LifeArc is a British life science medical research charity. It was established in 2000 as MRC Technology to translate the work of UK Medical Research Council (MRC) research scientists.

Today, LifeArc provides intellectual property identification, protection and commercialisation, technology development, diagnostic development, early stage drug discovery and antibody humanization services for the MRC, academia, biotechnology and pharmaceutical organisations and charities, aiming to move promising medical research forward into viable and accessible patient treatments. Profits from LifeArc's activities are reinvested into further research.

LifeArc uses funds from royalty payments to provide grants into rare disease research and allocates seed funding to UK companies.

History 

LifeArc started as the Medical Research Council Liaison Office in 1984, and in 1986 the MRC Collaborative Centre, a laboratory-based technology transfer function, was founded. In 1993, the Liaison Office became MRC's Technology Transfer Group, responsible for office based patenting and licensing.
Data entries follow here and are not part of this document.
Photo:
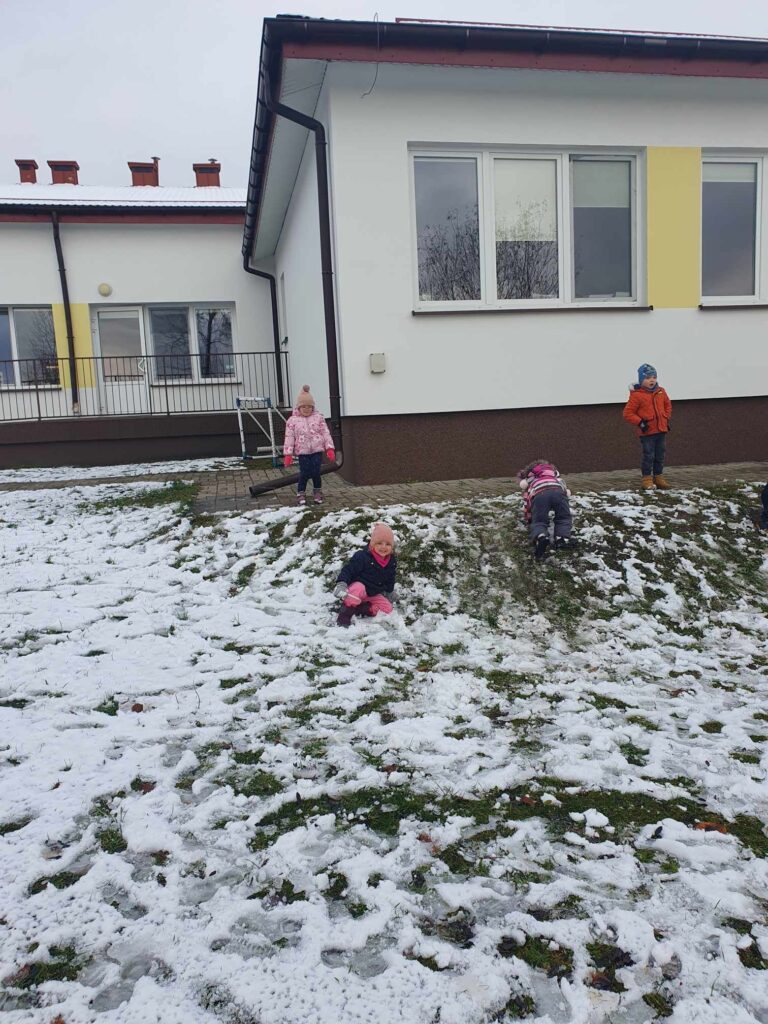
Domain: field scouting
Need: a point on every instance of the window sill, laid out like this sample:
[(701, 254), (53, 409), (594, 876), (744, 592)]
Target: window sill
[(604, 307), (192, 383), (709, 306)]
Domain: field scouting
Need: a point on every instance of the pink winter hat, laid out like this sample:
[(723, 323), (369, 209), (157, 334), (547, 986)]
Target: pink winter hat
[(304, 396), (382, 532)]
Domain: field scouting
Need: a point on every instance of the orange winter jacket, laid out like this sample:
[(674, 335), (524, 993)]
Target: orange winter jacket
[(653, 407)]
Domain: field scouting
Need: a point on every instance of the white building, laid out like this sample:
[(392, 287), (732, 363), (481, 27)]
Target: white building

The organisation was set up as a charity and a company limited by guarantee in 2000 to incorporate patenting, licensing and research functions.
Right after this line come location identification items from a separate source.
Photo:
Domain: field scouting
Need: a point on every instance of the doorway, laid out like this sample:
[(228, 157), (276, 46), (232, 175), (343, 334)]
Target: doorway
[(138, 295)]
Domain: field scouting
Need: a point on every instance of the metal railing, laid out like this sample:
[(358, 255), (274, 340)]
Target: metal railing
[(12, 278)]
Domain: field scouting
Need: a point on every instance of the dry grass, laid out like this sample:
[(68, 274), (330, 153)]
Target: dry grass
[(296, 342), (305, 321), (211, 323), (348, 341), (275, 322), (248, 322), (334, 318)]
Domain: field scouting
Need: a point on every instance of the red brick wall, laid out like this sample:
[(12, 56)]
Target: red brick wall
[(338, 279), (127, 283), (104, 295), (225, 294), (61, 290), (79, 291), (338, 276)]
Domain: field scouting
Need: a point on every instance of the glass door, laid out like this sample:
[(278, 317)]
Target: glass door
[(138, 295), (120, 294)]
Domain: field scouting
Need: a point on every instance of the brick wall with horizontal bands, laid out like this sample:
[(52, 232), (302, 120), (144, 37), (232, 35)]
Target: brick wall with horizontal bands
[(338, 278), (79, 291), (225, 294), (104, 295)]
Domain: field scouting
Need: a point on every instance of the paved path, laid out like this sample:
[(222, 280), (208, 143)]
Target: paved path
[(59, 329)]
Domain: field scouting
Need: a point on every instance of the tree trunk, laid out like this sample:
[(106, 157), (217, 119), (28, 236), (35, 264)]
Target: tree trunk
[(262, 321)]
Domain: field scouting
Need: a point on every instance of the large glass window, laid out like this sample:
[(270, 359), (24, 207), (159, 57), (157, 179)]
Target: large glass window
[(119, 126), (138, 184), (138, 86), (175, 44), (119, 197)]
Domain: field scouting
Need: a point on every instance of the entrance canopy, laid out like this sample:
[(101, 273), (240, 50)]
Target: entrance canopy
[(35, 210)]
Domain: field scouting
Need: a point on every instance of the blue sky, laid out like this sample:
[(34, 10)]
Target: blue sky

On 15 June 2017 it  officially became LifeArc.

Activities 

LifeArc humanised a number of antibodies on behalf of other organisations. Four of these, Tysabri (Biogen Idec/Elan), Actemra (Hoffmann-La Roche/Chugai), Entyvio (Millenium Pharma/Takeda) and Keytruda (Merck/MSD), are licensed drugs.

In 2010, LifeArc signed a deal with the drug company AstraZeneca to share chemical compounds to help identify potential treatments for serious diseases.

LifeArc is a member of a Global Drug Discovery Alliance along with the Centre for Drug Research and Development, the Scripps Research Institute, Cancer Research Technology, the Lead Discovery Centre and the Centre for Drug Design and Discovery, dedicated to translating health research into new medicines and working together to improve the conversion of global early-stage research into much-needed new therapies. Through its earnings from licensing agreements, LifeArc provides funding for academic research and early-stage medical research.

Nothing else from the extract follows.